Harry Kane very easily could have been sent off for Tottenham in the first half after a studs-up sliding challenge on Liverpool’s Andy Robertson, but he was lucky to get away with just a caution. Later on, the Reds had a penalty shout when Diogo Jota was barged over from behind by Emerson Royal as he prepared to shoot, but it was waved off by referee Paul Tierney.
Finally, Andy Robertson was shown red for a poor challenge of his own in the 77th minute. He was initially shown a yellow, but VAR took a look and Tierney changed the yellow to red. There was no arguing that the sending-off was the correct decision, but it was difficult to not feel the decision was unjust after Kane was only shown yellow for what looked to be a more dangerous tackle.

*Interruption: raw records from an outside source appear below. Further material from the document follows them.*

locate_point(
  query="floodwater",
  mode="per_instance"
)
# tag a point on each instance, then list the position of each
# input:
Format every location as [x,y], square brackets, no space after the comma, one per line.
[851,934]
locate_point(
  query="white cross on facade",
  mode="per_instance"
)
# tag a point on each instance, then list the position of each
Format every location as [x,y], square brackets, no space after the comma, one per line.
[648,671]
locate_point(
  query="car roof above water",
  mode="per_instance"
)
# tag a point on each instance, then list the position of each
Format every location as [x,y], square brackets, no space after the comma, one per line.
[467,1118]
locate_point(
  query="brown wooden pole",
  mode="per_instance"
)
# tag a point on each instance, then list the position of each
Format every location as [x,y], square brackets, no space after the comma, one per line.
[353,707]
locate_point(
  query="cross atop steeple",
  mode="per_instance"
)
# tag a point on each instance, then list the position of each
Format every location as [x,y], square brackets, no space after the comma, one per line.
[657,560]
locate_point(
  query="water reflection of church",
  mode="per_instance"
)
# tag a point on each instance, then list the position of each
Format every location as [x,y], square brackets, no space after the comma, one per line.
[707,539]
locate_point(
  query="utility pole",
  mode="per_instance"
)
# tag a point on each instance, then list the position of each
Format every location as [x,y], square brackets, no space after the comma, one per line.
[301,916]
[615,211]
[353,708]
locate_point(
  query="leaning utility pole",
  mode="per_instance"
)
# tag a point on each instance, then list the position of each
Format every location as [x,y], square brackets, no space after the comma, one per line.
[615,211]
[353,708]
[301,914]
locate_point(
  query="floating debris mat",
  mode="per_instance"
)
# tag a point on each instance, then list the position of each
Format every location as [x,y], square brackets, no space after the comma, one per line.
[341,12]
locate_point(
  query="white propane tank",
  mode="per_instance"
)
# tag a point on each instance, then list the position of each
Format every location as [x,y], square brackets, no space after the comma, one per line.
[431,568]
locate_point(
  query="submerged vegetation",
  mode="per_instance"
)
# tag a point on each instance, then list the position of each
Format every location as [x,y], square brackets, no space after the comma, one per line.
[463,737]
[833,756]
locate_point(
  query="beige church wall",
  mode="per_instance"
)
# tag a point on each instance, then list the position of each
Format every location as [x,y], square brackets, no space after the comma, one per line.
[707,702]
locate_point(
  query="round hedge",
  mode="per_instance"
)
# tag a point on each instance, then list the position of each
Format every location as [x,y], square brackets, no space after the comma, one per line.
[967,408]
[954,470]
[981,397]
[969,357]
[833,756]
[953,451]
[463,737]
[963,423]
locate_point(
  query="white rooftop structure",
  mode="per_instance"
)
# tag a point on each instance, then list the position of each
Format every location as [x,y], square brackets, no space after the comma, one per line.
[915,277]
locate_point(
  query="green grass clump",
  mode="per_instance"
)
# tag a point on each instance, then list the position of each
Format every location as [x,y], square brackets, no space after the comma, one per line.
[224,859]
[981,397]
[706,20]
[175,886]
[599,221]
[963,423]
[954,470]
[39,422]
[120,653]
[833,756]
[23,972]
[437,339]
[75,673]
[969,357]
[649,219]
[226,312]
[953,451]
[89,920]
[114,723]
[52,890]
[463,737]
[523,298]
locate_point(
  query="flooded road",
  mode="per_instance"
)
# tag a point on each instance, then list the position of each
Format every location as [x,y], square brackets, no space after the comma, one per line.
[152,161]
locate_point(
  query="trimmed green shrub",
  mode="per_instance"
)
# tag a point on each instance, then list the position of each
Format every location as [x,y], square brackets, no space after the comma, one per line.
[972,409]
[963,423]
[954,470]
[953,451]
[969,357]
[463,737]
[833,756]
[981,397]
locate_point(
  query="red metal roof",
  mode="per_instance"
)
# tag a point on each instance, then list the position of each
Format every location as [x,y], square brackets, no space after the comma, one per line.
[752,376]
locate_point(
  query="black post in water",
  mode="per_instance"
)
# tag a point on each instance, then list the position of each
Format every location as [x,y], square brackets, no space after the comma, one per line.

Liverpool manager Jürgen Klopp was understandably frustrated by the way the referee’s decisions went against his side in his post-match press conference, though he didn’t shy away from admitting that Robertson deserved the red he received.
“Game would have been different with 2 decisions. Robbo [Robertson]...yes, red card. Not the smartest. He’s a good boy but he lost it a bit. That was proof VAR was there, before that we thought he wasn’t in his office!” said Klopp.
The VAR comment was a reference to the VAR seemingly not taking a second look at the Kane tackle and the potential foul against Jota in the Spurs box. As for what he thought of those particular decisions, the German manager didn’t mince his words.
“I think we all agree Harry Kane should have been sent off.
“Tierney told me Jota waited for it. A quick decision from him, he saw it. How can he react that quick. A clear penalty, wow. That’s two wrong decisions from him. One right. All three against us.”
With there being a widespread belief that English players, especially white English players, tend to receive more favorable refereeing than their foreign colleagues, Klopp was also asked if he believed Kane’s nationality and status as captain of the England National Team helped him avoid seeing the red card he deserved.
While he didn’t wade into that debate, he did point out that the dangerous nature of Kane’s tackle is why a red was deserved regardless of the actual outcome of the play.
“I have no idea if [Kane’s England captaincy] helps him. It’s a 100% red card. This situation, if Robbo’s foot is on the ground, it breaks his leg. A red card but ref saw it differently.”